Bad As Me
Tom Waits is a big ol’ softie. He may project a gruff persona, he may howl with that gravel-gargling voice, and he may craft some of the most clangorous music imaginable, but the man never shies away from a weepy ballad. Instead, he understands the emotional power of schmaltz – in the unironic nostalgia of characters thumbing over dear memories and worn dreams until they’re creased and tattered like old photographs. “Martha” was a tearjerker on his 1973 debut Closing Time, but even after leaving that first singer-songwriter phase of his career, Waits continues to explore similar sentiment on “Time” and “That Feel” and “I’ll Shoot The Moon,” which rank among his best songs.
The stark contrast between these tenderhearted ballads and the junkheap arrangements of his most popular numbers – between his sharp bark and soft croon – enlivens so many of his albums, including his latest, Bad As Me. Nearly forty years after his debut album and nearly thirty since reinventing himself and his sound with Swordfishtrombones, Waits has reached a comfortable stage in his career where a strong album is no surprise. Bad As Me is predictable only insofar as it’s a typically fine set of songs. More crucially, it portrays Waits as a compulsive tinkerer, constantly toying with his sound, pushing his vocals in new directions, and expanding his musical vocabulary to cover early r&b and dusty c&w.

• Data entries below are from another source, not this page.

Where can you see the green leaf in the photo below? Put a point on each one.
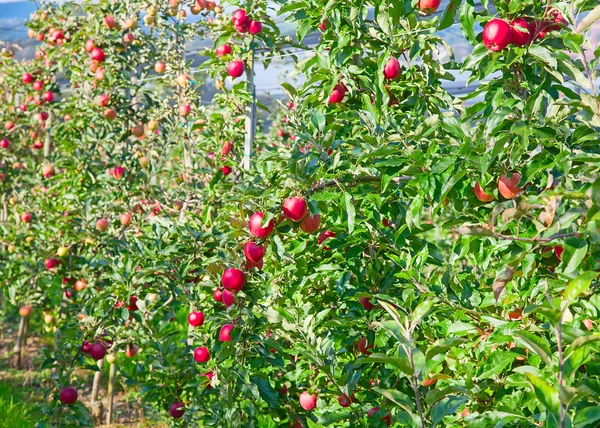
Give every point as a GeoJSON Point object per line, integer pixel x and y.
{"type": "Point", "coordinates": [402, 364]}
{"type": "Point", "coordinates": [350, 210]}
{"type": "Point", "coordinates": [587, 417]}
{"type": "Point", "coordinates": [442, 345]}
{"type": "Point", "coordinates": [547, 395]}
{"type": "Point", "coordinates": [536, 344]}
{"type": "Point", "coordinates": [446, 406]}
{"type": "Point", "coordinates": [579, 285]}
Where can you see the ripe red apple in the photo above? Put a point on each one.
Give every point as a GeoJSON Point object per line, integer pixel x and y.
{"type": "Point", "coordinates": [51, 263]}
{"type": "Point", "coordinates": [387, 418]}
{"type": "Point", "coordinates": [518, 36]}
{"type": "Point", "coordinates": [125, 219]}
{"type": "Point", "coordinates": [496, 35]}
{"type": "Point", "coordinates": [344, 400]}
{"type": "Point", "coordinates": [225, 333]}
{"type": "Point", "coordinates": [254, 27]}
{"type": "Point", "coordinates": [227, 297]}
{"type": "Point", "coordinates": [429, 6]}
{"type": "Point", "coordinates": [509, 187]}
{"type": "Point", "coordinates": [176, 410]}
{"type": "Point", "coordinates": [97, 54]}
{"type": "Point", "coordinates": [295, 208]}
{"type": "Point", "coordinates": [110, 114]}
{"type": "Point", "coordinates": [363, 346]}
{"type": "Point", "coordinates": [25, 311]}
{"type": "Point", "coordinates": [109, 22]}
{"type": "Point", "coordinates": [102, 225]}
{"type": "Point", "coordinates": [97, 351]}
{"type": "Point", "coordinates": [27, 78]}
{"type": "Point", "coordinates": [323, 236]}
{"type": "Point", "coordinates": [223, 50]}
{"type": "Point", "coordinates": [201, 355]}
{"type": "Point", "coordinates": [227, 146]}
{"type": "Point", "coordinates": [235, 68]}
{"type": "Point", "coordinates": [308, 401]}
{"type": "Point", "coordinates": [160, 67]}
{"type": "Point", "coordinates": [338, 94]}
{"type": "Point", "coordinates": [103, 100]}
{"type": "Point", "coordinates": [391, 70]}
{"type": "Point", "coordinates": [196, 319]}
{"type": "Point", "coordinates": [185, 110]}
{"type": "Point", "coordinates": [254, 253]}
{"type": "Point", "coordinates": [68, 395]}
{"type": "Point", "coordinates": [255, 223]}
{"type": "Point", "coordinates": [131, 351]}
{"type": "Point", "coordinates": [481, 194]}
{"type": "Point", "coordinates": [233, 279]}
{"type": "Point", "coordinates": [366, 303]}
{"type": "Point", "coordinates": [89, 45]}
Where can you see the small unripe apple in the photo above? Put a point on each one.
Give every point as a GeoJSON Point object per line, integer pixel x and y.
{"type": "Point", "coordinates": [308, 401]}
{"type": "Point", "coordinates": [68, 395]}
{"type": "Point", "coordinates": [102, 225]}
{"type": "Point", "coordinates": [201, 355]}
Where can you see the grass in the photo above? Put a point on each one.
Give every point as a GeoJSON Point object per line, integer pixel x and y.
{"type": "Point", "coordinates": [15, 410]}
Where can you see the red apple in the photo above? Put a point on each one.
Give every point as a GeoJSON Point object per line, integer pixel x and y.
{"type": "Point", "coordinates": [391, 71]}
{"type": "Point", "coordinates": [429, 6]}
{"type": "Point", "coordinates": [227, 297]}
{"type": "Point", "coordinates": [344, 400]}
{"type": "Point", "coordinates": [481, 194]}
{"type": "Point", "coordinates": [295, 208]}
{"type": "Point", "coordinates": [201, 355]}
{"type": "Point", "coordinates": [509, 187]}
{"type": "Point", "coordinates": [223, 50]}
{"type": "Point", "coordinates": [254, 253]}
{"type": "Point", "coordinates": [225, 333]}
{"type": "Point", "coordinates": [176, 410]}
{"type": "Point", "coordinates": [68, 395]}
{"type": "Point", "coordinates": [496, 35]}
{"type": "Point", "coordinates": [308, 401]}
{"type": "Point", "coordinates": [233, 279]}
{"type": "Point", "coordinates": [255, 224]}
{"type": "Point", "coordinates": [97, 54]}
{"type": "Point", "coordinates": [235, 68]}
{"type": "Point", "coordinates": [97, 351]}
{"type": "Point", "coordinates": [27, 78]}
{"type": "Point", "coordinates": [196, 319]}
{"type": "Point", "coordinates": [518, 36]}
{"type": "Point", "coordinates": [254, 27]}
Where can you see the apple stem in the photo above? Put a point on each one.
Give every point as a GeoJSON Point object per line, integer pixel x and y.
{"type": "Point", "coordinates": [47, 140]}
{"type": "Point", "coordinates": [96, 405]}
{"type": "Point", "coordinates": [110, 392]}
{"type": "Point", "coordinates": [251, 114]}
{"type": "Point", "coordinates": [19, 349]}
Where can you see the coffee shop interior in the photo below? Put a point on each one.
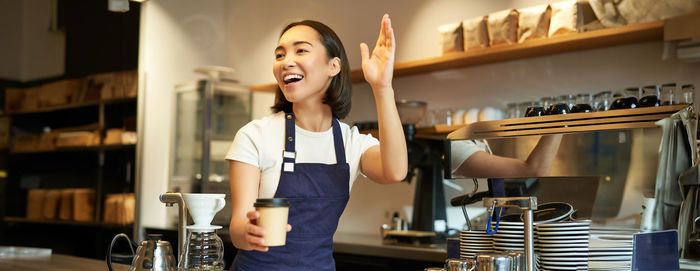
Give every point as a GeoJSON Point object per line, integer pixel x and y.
{"type": "Point", "coordinates": [107, 105]}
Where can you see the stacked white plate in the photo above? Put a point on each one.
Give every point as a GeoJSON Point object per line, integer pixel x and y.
{"type": "Point", "coordinates": [473, 242]}
{"type": "Point", "coordinates": [611, 249]}
{"type": "Point", "coordinates": [562, 245]}
{"type": "Point", "coordinates": [509, 236]}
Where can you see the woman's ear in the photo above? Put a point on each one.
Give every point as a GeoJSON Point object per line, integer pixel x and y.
{"type": "Point", "coordinates": [335, 67]}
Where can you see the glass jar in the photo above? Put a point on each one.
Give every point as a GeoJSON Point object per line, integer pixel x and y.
{"type": "Point", "coordinates": [650, 96]}
{"type": "Point", "coordinates": [522, 108]}
{"type": "Point", "coordinates": [633, 92]}
{"type": "Point", "coordinates": [203, 251]}
{"type": "Point", "coordinates": [603, 100]}
{"type": "Point", "coordinates": [583, 103]}
{"type": "Point", "coordinates": [545, 102]}
{"type": "Point", "coordinates": [687, 94]}
{"type": "Point", "coordinates": [623, 101]}
{"type": "Point", "coordinates": [512, 110]}
{"type": "Point", "coordinates": [668, 94]}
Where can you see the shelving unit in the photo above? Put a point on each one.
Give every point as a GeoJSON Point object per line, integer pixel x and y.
{"type": "Point", "coordinates": [12, 219]}
{"type": "Point", "coordinates": [533, 48]}
{"type": "Point", "coordinates": [104, 168]}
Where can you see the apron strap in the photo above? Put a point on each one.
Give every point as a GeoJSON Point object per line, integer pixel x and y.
{"type": "Point", "coordinates": [289, 153]}
{"type": "Point", "coordinates": [338, 142]}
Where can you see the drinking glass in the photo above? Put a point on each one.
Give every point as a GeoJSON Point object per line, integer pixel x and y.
{"type": "Point", "coordinates": [583, 103]}
{"type": "Point", "coordinates": [668, 94]}
{"type": "Point", "coordinates": [650, 96]}
{"type": "Point", "coordinates": [687, 94]}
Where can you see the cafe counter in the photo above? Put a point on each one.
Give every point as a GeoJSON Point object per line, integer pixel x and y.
{"type": "Point", "coordinates": [57, 262]}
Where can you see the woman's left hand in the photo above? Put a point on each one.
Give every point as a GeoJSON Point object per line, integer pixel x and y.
{"type": "Point", "coordinates": [378, 68]}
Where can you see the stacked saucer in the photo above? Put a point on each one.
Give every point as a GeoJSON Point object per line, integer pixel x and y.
{"type": "Point", "coordinates": [473, 242]}
{"type": "Point", "coordinates": [562, 245]}
{"type": "Point", "coordinates": [611, 248]}
{"type": "Point", "coordinates": [510, 236]}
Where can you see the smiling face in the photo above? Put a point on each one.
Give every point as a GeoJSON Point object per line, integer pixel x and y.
{"type": "Point", "coordinates": [302, 67]}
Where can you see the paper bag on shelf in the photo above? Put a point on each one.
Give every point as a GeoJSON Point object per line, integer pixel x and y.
{"type": "Point", "coordinates": [503, 27]}
{"type": "Point", "coordinates": [533, 22]}
{"type": "Point", "coordinates": [119, 208]}
{"type": "Point", "coordinates": [59, 93]}
{"type": "Point", "coordinates": [50, 205]}
{"type": "Point", "coordinates": [476, 33]}
{"type": "Point", "coordinates": [572, 17]}
{"type": "Point", "coordinates": [78, 139]}
{"type": "Point", "coordinates": [65, 209]}
{"type": "Point", "coordinates": [25, 143]}
{"type": "Point", "coordinates": [47, 141]}
{"type": "Point", "coordinates": [83, 204]}
{"type": "Point", "coordinates": [113, 137]}
{"type": "Point", "coordinates": [451, 38]}
{"type": "Point", "coordinates": [35, 203]}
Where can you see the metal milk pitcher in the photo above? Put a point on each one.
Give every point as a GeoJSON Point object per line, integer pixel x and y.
{"type": "Point", "coordinates": [154, 255]}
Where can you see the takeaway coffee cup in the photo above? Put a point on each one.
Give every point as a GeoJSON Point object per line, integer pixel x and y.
{"type": "Point", "coordinates": [273, 218]}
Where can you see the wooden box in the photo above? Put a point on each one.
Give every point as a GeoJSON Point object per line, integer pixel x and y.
{"type": "Point", "coordinates": [119, 208]}
{"type": "Point", "coordinates": [35, 203]}
{"type": "Point", "coordinates": [78, 139]}
{"type": "Point", "coordinates": [113, 137]}
{"type": "Point", "coordinates": [20, 100]}
{"type": "Point", "coordinates": [65, 208]}
{"type": "Point", "coordinates": [83, 204]}
{"type": "Point", "coordinates": [59, 93]}
{"type": "Point", "coordinates": [25, 143]}
{"type": "Point", "coordinates": [50, 204]}
{"type": "Point", "coordinates": [47, 141]}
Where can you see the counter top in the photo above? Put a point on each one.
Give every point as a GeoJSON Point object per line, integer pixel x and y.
{"type": "Point", "coordinates": [57, 262]}
{"type": "Point", "coordinates": [372, 245]}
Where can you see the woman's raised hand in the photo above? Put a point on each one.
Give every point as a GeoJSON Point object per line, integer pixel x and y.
{"type": "Point", "coordinates": [378, 68]}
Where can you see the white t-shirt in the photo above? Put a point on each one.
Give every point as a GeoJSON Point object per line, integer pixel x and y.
{"type": "Point", "coordinates": [461, 150]}
{"type": "Point", "coordinates": [260, 143]}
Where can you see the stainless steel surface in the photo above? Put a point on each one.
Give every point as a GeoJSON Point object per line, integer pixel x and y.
{"type": "Point", "coordinates": [529, 240]}
{"type": "Point", "coordinates": [494, 262]}
{"type": "Point", "coordinates": [626, 159]}
{"type": "Point", "coordinates": [139, 231]}
{"type": "Point", "coordinates": [373, 245]}
{"type": "Point", "coordinates": [527, 205]}
{"type": "Point", "coordinates": [154, 255]}
{"type": "Point", "coordinates": [170, 199]}
{"type": "Point", "coordinates": [460, 265]}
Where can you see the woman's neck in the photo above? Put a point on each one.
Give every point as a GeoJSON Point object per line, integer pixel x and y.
{"type": "Point", "coordinates": [315, 117]}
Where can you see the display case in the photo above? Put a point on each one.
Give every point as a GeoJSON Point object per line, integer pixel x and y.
{"type": "Point", "coordinates": [206, 117]}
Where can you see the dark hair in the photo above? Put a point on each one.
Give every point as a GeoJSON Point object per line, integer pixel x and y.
{"type": "Point", "coordinates": [339, 92]}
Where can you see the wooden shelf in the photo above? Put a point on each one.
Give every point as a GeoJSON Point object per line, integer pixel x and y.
{"type": "Point", "coordinates": [72, 106]}
{"type": "Point", "coordinates": [78, 149]}
{"type": "Point", "coordinates": [65, 222]}
{"type": "Point", "coordinates": [549, 46]}
{"type": "Point", "coordinates": [622, 119]}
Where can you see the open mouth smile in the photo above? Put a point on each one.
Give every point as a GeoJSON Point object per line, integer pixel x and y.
{"type": "Point", "coordinates": [292, 78]}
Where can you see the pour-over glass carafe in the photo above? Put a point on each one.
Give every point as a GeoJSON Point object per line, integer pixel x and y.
{"type": "Point", "coordinates": [204, 250]}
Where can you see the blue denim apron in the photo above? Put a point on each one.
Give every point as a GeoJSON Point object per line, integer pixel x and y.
{"type": "Point", "coordinates": [317, 194]}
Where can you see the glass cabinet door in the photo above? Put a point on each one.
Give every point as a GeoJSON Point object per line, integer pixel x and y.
{"type": "Point", "coordinates": [229, 108]}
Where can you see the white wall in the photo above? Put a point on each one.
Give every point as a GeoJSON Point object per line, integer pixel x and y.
{"type": "Point", "coordinates": [29, 50]}
{"type": "Point", "coordinates": [253, 28]}
{"type": "Point", "coordinates": [176, 37]}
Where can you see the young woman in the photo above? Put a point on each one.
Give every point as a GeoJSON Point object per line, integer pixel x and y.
{"type": "Point", "coordinates": [303, 153]}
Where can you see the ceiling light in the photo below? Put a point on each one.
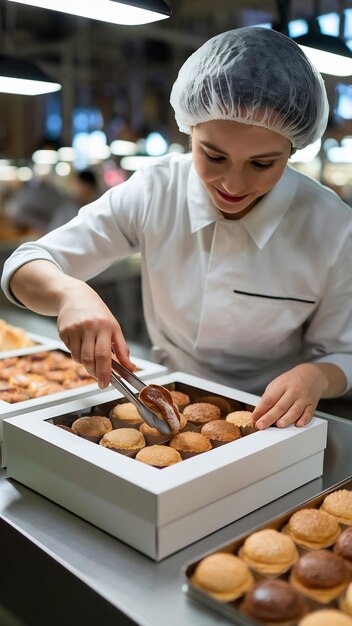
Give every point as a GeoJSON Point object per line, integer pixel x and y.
{"type": "Point", "coordinates": [127, 12]}
{"type": "Point", "coordinates": [23, 77]}
{"type": "Point", "coordinates": [330, 55]}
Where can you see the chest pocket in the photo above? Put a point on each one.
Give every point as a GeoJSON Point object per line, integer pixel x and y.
{"type": "Point", "coordinates": [253, 324]}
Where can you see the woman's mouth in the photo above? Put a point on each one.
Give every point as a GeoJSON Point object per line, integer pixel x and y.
{"type": "Point", "coordinates": [232, 199]}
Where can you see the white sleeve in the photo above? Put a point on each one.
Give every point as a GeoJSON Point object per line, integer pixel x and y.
{"type": "Point", "coordinates": [103, 232]}
{"type": "Point", "coordinates": [328, 337]}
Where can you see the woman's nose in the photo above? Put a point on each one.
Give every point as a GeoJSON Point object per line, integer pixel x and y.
{"type": "Point", "coordinates": [234, 181]}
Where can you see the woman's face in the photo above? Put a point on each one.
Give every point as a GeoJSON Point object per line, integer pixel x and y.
{"type": "Point", "coordinates": [238, 163]}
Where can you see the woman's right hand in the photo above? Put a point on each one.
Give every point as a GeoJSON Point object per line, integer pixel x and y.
{"type": "Point", "coordinates": [90, 331]}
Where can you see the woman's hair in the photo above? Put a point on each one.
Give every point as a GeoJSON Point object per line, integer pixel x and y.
{"type": "Point", "coordinates": [254, 76]}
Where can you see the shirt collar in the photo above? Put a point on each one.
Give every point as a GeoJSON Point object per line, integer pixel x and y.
{"type": "Point", "coordinates": [261, 222]}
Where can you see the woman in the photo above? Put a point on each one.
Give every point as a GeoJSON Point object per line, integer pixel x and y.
{"type": "Point", "coordinates": [245, 262]}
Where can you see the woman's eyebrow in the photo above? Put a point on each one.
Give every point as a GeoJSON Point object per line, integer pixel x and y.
{"type": "Point", "coordinates": [264, 155]}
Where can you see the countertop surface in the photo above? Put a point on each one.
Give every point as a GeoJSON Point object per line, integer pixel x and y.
{"type": "Point", "coordinates": [134, 587]}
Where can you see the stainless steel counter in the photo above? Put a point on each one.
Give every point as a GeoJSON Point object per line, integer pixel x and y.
{"type": "Point", "coordinates": [113, 577]}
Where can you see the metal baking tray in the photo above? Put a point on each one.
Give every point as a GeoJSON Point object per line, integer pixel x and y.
{"type": "Point", "coordinates": [231, 610]}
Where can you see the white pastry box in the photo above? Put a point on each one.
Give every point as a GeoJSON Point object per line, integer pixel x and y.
{"type": "Point", "coordinates": [40, 342]}
{"type": "Point", "coordinates": [145, 369]}
{"type": "Point", "coordinates": [160, 511]}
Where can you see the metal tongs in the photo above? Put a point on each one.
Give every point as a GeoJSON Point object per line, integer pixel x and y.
{"type": "Point", "coordinates": [145, 412]}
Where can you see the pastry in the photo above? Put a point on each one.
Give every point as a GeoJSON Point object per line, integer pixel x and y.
{"type": "Point", "coordinates": [12, 395]}
{"type": "Point", "coordinates": [326, 617]}
{"type": "Point", "coordinates": [274, 602]}
{"type": "Point", "coordinates": [223, 576]}
{"type": "Point", "coordinates": [339, 504]}
{"type": "Point", "coordinates": [313, 528]}
{"type": "Point", "coordinates": [218, 401]}
{"type": "Point", "coordinates": [220, 432]}
{"type": "Point", "coordinates": [180, 399]}
{"type": "Point", "coordinates": [127, 441]}
{"type": "Point", "coordinates": [343, 545]}
{"type": "Point", "coordinates": [159, 400]}
{"type": "Point", "coordinates": [92, 427]}
{"type": "Point", "coordinates": [189, 444]}
{"type": "Point", "coordinates": [345, 602]}
{"type": "Point", "coordinates": [154, 437]}
{"type": "Point", "coordinates": [244, 421]}
{"type": "Point", "coordinates": [199, 413]}
{"type": "Point", "coordinates": [269, 552]}
{"type": "Point", "coordinates": [320, 575]}
{"type": "Point", "coordinates": [158, 456]}
{"type": "Point", "coordinates": [125, 415]}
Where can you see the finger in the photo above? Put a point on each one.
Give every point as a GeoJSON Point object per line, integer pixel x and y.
{"type": "Point", "coordinates": [306, 416]}
{"type": "Point", "coordinates": [87, 355]}
{"type": "Point", "coordinates": [267, 402]}
{"type": "Point", "coordinates": [291, 416]}
{"type": "Point", "coordinates": [103, 359]}
{"type": "Point", "coordinates": [75, 342]}
{"type": "Point", "coordinates": [122, 351]}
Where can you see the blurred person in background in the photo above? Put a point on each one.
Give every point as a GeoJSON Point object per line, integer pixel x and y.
{"type": "Point", "coordinates": [246, 263]}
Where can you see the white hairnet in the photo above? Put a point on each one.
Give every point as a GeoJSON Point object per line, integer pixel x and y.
{"type": "Point", "coordinates": [255, 76]}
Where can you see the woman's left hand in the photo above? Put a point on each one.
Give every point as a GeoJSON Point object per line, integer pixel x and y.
{"type": "Point", "coordinates": [291, 398]}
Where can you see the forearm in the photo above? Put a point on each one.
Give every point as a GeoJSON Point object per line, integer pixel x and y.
{"type": "Point", "coordinates": [41, 286]}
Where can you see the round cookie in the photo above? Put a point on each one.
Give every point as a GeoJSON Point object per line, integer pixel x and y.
{"type": "Point", "coordinates": [223, 576]}
{"type": "Point", "coordinates": [269, 552]}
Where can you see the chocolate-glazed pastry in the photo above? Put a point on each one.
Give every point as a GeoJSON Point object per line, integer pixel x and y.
{"type": "Point", "coordinates": [343, 546]}
{"type": "Point", "coordinates": [274, 602]}
{"type": "Point", "coordinates": [159, 400]}
{"type": "Point", "coordinates": [320, 575]}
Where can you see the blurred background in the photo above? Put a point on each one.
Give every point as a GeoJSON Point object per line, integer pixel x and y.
{"type": "Point", "coordinates": [61, 150]}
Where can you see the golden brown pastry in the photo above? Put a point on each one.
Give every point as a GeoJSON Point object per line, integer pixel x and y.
{"type": "Point", "coordinates": [343, 546]}
{"type": "Point", "coordinates": [126, 441]}
{"type": "Point", "coordinates": [320, 575]}
{"type": "Point", "coordinates": [218, 401]}
{"type": "Point", "coordinates": [12, 337]}
{"type": "Point", "coordinates": [345, 602]}
{"type": "Point", "coordinates": [180, 399]}
{"type": "Point", "coordinates": [199, 413]}
{"type": "Point", "coordinates": [159, 400]}
{"type": "Point", "coordinates": [220, 432]}
{"type": "Point", "coordinates": [269, 552]}
{"type": "Point", "coordinates": [126, 415]}
{"type": "Point", "coordinates": [92, 427]}
{"type": "Point", "coordinates": [242, 419]}
{"type": "Point", "coordinates": [223, 576]}
{"type": "Point", "coordinates": [189, 444]}
{"type": "Point", "coordinates": [313, 528]}
{"type": "Point", "coordinates": [274, 602]}
{"type": "Point", "coordinates": [158, 456]}
{"type": "Point", "coordinates": [326, 617]}
{"type": "Point", "coordinates": [339, 504]}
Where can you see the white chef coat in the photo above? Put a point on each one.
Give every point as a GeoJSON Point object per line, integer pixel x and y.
{"type": "Point", "coordinates": [234, 301]}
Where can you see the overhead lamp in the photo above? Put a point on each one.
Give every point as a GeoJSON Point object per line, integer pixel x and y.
{"type": "Point", "coordinates": [330, 55]}
{"type": "Point", "coordinates": [127, 12]}
{"type": "Point", "coordinates": [19, 76]}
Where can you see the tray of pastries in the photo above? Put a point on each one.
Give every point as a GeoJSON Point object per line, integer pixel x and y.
{"type": "Point", "coordinates": [294, 571]}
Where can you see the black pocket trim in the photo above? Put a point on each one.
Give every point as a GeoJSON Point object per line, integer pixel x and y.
{"type": "Point", "coordinates": [261, 295]}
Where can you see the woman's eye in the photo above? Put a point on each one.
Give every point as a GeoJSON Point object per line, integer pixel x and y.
{"type": "Point", "coordinates": [262, 165]}
{"type": "Point", "coordinates": [214, 158]}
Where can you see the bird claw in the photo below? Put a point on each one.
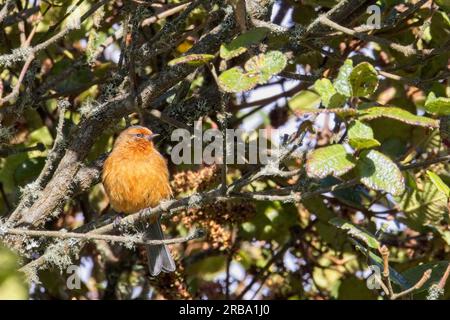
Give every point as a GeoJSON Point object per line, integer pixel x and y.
{"type": "Point", "coordinates": [117, 221]}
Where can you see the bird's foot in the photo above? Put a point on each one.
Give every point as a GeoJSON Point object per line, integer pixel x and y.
{"type": "Point", "coordinates": [117, 222]}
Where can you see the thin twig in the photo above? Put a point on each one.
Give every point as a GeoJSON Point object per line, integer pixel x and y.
{"type": "Point", "coordinates": [426, 275]}
{"type": "Point", "coordinates": [198, 233]}
{"type": "Point", "coordinates": [405, 50]}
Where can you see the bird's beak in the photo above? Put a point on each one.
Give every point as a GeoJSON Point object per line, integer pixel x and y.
{"type": "Point", "coordinates": [152, 136]}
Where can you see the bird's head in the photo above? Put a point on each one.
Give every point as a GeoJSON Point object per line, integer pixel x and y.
{"type": "Point", "coordinates": [136, 137]}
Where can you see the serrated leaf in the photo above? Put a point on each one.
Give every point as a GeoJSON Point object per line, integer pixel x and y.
{"type": "Point", "coordinates": [414, 274]}
{"type": "Point", "coordinates": [437, 181]}
{"type": "Point", "coordinates": [342, 83]}
{"type": "Point", "coordinates": [360, 136]}
{"type": "Point", "coordinates": [424, 205]}
{"type": "Point", "coordinates": [331, 160]}
{"type": "Point", "coordinates": [240, 44]}
{"type": "Point", "coordinates": [356, 232]}
{"type": "Point", "coordinates": [341, 112]}
{"type": "Point", "coordinates": [235, 80]}
{"type": "Point", "coordinates": [378, 172]}
{"type": "Point", "coordinates": [265, 65]}
{"type": "Point", "coordinates": [438, 106]}
{"type": "Point", "coordinates": [304, 100]}
{"type": "Point", "coordinates": [397, 114]}
{"type": "Point", "coordinates": [330, 98]}
{"type": "Point", "coordinates": [363, 79]}
{"type": "Point", "coordinates": [192, 59]}
{"type": "Point", "coordinates": [444, 129]}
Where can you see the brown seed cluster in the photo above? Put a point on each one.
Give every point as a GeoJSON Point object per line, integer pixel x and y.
{"type": "Point", "coordinates": [172, 285]}
{"type": "Point", "coordinates": [278, 116]}
{"type": "Point", "coordinates": [193, 181]}
{"type": "Point", "coordinates": [216, 219]}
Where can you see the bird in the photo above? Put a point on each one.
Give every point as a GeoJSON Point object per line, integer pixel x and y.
{"type": "Point", "coordinates": [135, 176]}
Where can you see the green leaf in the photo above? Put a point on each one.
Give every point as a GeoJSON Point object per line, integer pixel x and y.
{"type": "Point", "coordinates": [356, 232]}
{"type": "Point", "coordinates": [438, 106]}
{"type": "Point", "coordinates": [397, 114]}
{"type": "Point", "coordinates": [235, 80]}
{"type": "Point", "coordinates": [12, 285]}
{"type": "Point", "coordinates": [363, 79]}
{"type": "Point", "coordinates": [331, 160]}
{"type": "Point", "coordinates": [360, 136]}
{"type": "Point", "coordinates": [330, 98]}
{"type": "Point", "coordinates": [437, 181]}
{"type": "Point", "coordinates": [414, 274]}
{"type": "Point", "coordinates": [192, 59]}
{"type": "Point", "coordinates": [378, 172]}
{"type": "Point", "coordinates": [342, 83]}
{"type": "Point", "coordinates": [304, 100]}
{"type": "Point", "coordinates": [265, 65]}
{"type": "Point", "coordinates": [424, 205]}
{"type": "Point", "coordinates": [341, 112]}
{"type": "Point", "coordinates": [258, 69]}
{"type": "Point", "coordinates": [240, 44]}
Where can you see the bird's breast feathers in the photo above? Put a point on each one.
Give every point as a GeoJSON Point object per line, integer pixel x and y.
{"type": "Point", "coordinates": [135, 182]}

The album begins en route to Waits country, with the churning “Chicago” setting lyrics about exile and true love to unsteady locomotive rhythms. “Things will be better in Chicago,” Waits grunts. “We’ll leave all we’ve ever known for a place we’ve never seen.” It’s a blistering opener, implying real characters and establishing a story that plays out loosely as the album progresses. He revisits this sound and subject matter on calamitous songs like the modified blues “Raised Right Men” and the audacious title track, building to the rattletrap war song “Hell Broke Luce,” a military march whose stomping rhythms, sinister handclaps, and machine-gun report put it so over the top that it gains an appropriately outsize outrage.
Interspersed amid the glorious din of songs like “Hell Broke Luce” and “Get Lost,” slower numbers like “Pay Me” and “Back In The Crowd” reveal Waits’ unabashed romanticism as well as his capacity for delicate and direct melodies. Immediately following the swamp funk of the title track, “Kiss Me” sounds all the more private in its scenario and nonchalant in its seduction. The piano emanates from the next ballroom over, and Waits himself could be singing through a rickety radio held close to the ear, yet that curious depth of sound only reinforces the immediacy of his repeated request: “Kiss me like a stranger once again.”
Waits ends the album with a rendition of “Auld Lang Syne,” which is tacked onto the end of “New Year’s Eve” – a decision as risky and potentially over the top as the military arrangement of “Hell Broke Luce.” Yet, it’s an intensely poignant moment, one that shows Waits at his most achingly reflective. Bad As Me squares off against the past and hints at some mortal concern that may transcend character and get at something perhaps more personal to Waits.
In that regard, the most powerful moments come late in the album, with the inspired back-to-back sequencing of “Satisfied” and “Last Leaf.” On the former, Waits arm-wrestles with death as his band rowdily cheer him on. “Let my skull be a home for the mice,” he sings, then twists the song into a clever response to the Stones’ “(Can’t Get No) Satisfaction.” Keith Richards actually duets on “Last Leaf,” sung from a survivor’s perspective with only a few acoustic instruments lending lonely accompaniment.
The transition between the noisy “Satisfied” and the restrained “Last Leaf” is purposefully abrupt: As different as these songs may sound, they share a palpable dread as well as an obstinate defiance of death. “I’m the last leaf on the tree,” Waits sings as closing time nears. “The autumn took the rest, but they won’t take me.” Bad As Me may obsess over mortality, but the man isn’t going down without a fight. Even as he enters his 60s, Waits still sounds as lively and as cagey as ever, indulging both his most brazen and his most sentimental urges to upend all of our expectations.